The Ignite RDD is implemented as a view over a distributed Ignite table (aka. cache). It can be deployed with an Ignite node either within the Spark job executing process, on a Spark worker, or in a separate Ignite cluster. This means that depending on the chosen deployment mode, the shared state may either exist only during the lifespan of a Spark application (embedded mode), or it may out-survive the Spark application (standalone mode).

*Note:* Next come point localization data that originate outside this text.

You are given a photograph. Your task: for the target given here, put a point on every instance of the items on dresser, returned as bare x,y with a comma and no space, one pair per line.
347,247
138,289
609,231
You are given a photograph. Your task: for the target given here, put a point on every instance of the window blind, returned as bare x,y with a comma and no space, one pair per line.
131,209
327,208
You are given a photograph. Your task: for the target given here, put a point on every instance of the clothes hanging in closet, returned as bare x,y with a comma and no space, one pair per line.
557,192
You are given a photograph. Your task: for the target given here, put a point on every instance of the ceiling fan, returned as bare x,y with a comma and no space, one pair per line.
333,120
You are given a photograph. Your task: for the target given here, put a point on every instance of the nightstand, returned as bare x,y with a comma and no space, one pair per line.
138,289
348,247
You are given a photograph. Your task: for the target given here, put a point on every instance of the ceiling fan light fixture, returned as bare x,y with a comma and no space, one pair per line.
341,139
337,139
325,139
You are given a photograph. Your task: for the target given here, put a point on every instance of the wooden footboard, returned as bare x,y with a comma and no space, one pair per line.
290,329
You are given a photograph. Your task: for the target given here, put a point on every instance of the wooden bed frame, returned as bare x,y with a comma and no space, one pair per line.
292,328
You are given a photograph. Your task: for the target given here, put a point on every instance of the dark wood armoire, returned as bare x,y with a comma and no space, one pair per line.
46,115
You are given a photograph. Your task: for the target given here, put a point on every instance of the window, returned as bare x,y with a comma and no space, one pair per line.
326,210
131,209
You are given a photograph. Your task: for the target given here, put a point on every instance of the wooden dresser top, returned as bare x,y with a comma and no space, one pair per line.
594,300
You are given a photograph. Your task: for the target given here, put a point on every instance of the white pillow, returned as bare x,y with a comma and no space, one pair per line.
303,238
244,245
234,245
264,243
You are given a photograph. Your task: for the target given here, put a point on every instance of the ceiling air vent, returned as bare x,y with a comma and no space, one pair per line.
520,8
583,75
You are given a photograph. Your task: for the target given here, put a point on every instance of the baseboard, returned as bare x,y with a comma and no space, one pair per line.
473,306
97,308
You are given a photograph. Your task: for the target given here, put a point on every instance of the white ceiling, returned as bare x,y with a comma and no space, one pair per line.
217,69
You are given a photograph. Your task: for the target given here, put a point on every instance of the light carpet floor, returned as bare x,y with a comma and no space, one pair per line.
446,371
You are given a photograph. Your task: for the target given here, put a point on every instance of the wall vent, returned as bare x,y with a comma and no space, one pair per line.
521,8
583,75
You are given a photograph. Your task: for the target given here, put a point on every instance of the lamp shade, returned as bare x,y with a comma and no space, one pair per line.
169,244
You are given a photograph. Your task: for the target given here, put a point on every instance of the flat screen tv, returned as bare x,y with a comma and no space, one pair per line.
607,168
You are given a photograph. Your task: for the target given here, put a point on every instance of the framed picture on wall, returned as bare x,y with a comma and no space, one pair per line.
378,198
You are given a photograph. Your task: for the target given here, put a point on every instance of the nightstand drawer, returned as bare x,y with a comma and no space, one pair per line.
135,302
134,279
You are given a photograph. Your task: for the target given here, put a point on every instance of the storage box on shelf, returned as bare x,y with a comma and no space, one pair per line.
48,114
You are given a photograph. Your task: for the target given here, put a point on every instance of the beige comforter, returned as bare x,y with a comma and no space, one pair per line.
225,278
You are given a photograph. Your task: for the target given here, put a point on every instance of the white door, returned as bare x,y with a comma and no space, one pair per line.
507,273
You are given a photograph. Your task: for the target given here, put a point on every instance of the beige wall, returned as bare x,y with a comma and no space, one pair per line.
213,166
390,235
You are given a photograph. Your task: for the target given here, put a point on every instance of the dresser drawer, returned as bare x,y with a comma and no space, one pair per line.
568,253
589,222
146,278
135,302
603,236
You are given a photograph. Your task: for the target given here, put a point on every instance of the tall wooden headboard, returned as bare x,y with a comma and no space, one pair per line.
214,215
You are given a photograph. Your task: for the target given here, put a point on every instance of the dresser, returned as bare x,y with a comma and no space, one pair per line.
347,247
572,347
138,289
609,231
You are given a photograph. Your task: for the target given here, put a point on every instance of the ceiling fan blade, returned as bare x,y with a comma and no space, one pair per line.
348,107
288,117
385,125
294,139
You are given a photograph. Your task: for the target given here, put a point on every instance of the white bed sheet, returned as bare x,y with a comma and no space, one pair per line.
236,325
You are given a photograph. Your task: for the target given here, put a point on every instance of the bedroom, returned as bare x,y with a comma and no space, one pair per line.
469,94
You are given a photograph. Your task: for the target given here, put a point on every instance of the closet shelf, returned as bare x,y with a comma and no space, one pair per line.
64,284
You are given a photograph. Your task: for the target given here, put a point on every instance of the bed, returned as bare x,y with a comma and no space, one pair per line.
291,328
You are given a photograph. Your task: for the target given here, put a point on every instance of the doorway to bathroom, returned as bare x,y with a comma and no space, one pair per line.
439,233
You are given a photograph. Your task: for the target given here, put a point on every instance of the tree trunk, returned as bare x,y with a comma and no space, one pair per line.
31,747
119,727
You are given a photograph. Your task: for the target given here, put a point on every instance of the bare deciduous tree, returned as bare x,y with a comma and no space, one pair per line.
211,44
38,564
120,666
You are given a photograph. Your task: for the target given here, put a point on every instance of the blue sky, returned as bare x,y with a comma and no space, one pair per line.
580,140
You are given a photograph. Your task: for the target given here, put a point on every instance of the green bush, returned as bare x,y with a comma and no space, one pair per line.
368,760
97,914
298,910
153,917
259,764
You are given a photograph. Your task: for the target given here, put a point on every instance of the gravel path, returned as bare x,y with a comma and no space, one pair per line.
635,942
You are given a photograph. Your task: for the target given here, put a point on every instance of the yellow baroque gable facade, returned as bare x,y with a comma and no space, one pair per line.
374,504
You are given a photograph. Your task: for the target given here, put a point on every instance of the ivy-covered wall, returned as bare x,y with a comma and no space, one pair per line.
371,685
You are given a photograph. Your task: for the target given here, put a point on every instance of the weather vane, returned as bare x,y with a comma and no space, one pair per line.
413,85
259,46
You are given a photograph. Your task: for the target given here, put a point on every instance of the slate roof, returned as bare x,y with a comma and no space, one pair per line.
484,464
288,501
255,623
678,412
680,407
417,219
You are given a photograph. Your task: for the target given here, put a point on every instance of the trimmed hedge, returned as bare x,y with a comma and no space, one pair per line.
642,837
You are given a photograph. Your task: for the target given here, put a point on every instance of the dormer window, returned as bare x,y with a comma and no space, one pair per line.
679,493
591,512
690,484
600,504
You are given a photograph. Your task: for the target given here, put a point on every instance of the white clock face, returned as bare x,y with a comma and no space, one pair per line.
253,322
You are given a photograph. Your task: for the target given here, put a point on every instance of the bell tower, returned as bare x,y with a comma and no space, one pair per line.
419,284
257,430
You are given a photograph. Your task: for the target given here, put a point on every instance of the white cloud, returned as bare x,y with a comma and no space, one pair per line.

The Apache Spark DataFrame API introduced the concept of a schema to describe the data, allowing Spark to manage the schema and organize the data into a tabular format. To put it simply, a DataFrame is a distributed collection of data organized into named columns. It is conceptually equivalent to a table in a relational database and allows Spark to leverage the Catalyst query optimizer to produce much more efficient query execution plans in comparison to RDDs, which are collections of elements partitioned across the nodes of the cluster.
Ignite supports DataFrame APIs allowing Spark to write to and read from Ignite through that interface. Furthermore, Ignite analyses execution plans produced by Spark's Catalyst engine and can execute parts of the plan on Ignite nodes directly, which will reduce data shuffling and consequently make your SparkSQL perform better.